Tenant: {ctx.get('tenant_name')}
Namespace: {ctx.get('k8s_namespace')}
User: {ctx.get('user_email')}
"""
Monitoring¶
Cache Performance Logs¶
DCAF logs cache performance when available:
INFO: ✅ Cache HIT: 950 tokens reused (~90% cost reduction)
INFO: 📝 Cache MISS: 950 tokens cached for next request (cache created)

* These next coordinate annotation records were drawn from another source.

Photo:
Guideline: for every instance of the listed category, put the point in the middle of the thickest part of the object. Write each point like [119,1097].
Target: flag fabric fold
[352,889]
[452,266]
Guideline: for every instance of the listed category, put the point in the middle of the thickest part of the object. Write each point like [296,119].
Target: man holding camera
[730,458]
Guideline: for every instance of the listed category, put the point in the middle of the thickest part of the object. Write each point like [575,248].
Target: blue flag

First Request is Always a MISS¶
The first request creates the cache (MISS). Subsequent requests within 5 minutes are HITs:
Request 1: MISS (creates cache) → Full cost
Request 2: HIT (uses cache) → 10% cost
Request 3: HIT (uses cache) → 10% cost
...
Request N: MISS (cache expired) → Full cost
Troubleshooting¶
No Cache Metrics in Logs¶
Symptom: Caching enabled but no "Cache HIT/MISS" logs
Possible causes: 1. System prompt below minimum token threshold 2. Model doesn't support caching 3. Bedrock API change
Solution: Check logs for warnings about token threshold
Caching Not Enabled¶
Symptom: No cache-related logs at all
Checklist:
- [ ] model_config={"cache_system_prompt": True} set?
- [ ] Using Bedrock provider (not OpenAI)?
- [ ] Using supported model (Claude 3.5/3.7)?
Cost Comparison¶
Example Scenario¶
- Static prompt: 1500 tokens
- Dynamic context: 100 tokens
- 100 requests
Without caching: - Per request: 1600 tokens - Total: 160,000 tokens - Cost: ~$0.48
With caching: - First request: 1600 tokens (MISS) - Next 99 requests: 100 tokens each (HIT) - Total: 11,500 tokens - Cost: ~$0.035
Savings: ~93% 💰
Supported Models¶
Prompt caching is supported on:
- anthropic.claude-3-7-sonnet-20250219-v1:0
- anthropic.claude-3-5-sonnet-20241022-v2:0
- anthropic.claude-3-5-haiku-20241022-v1:0
When NOT to Use Caching¶
❌ Don't use caching when: - System prompt changes frequently - System prompt is very short (<1024 tokens) - Low request volume (cache expires between requests) - Using non-Bedrock providers
✅ DO use caching when: - Long, static system prompts - High request volume (multiple requests per 5 minutes) - Multi-tenant scenarios (static instructions, dynamic tenant context)
Future Plans¶
This is a temporary implementation. Once Agno adds native prompt caching support, we'll migrate to their implementation and remove the custom code.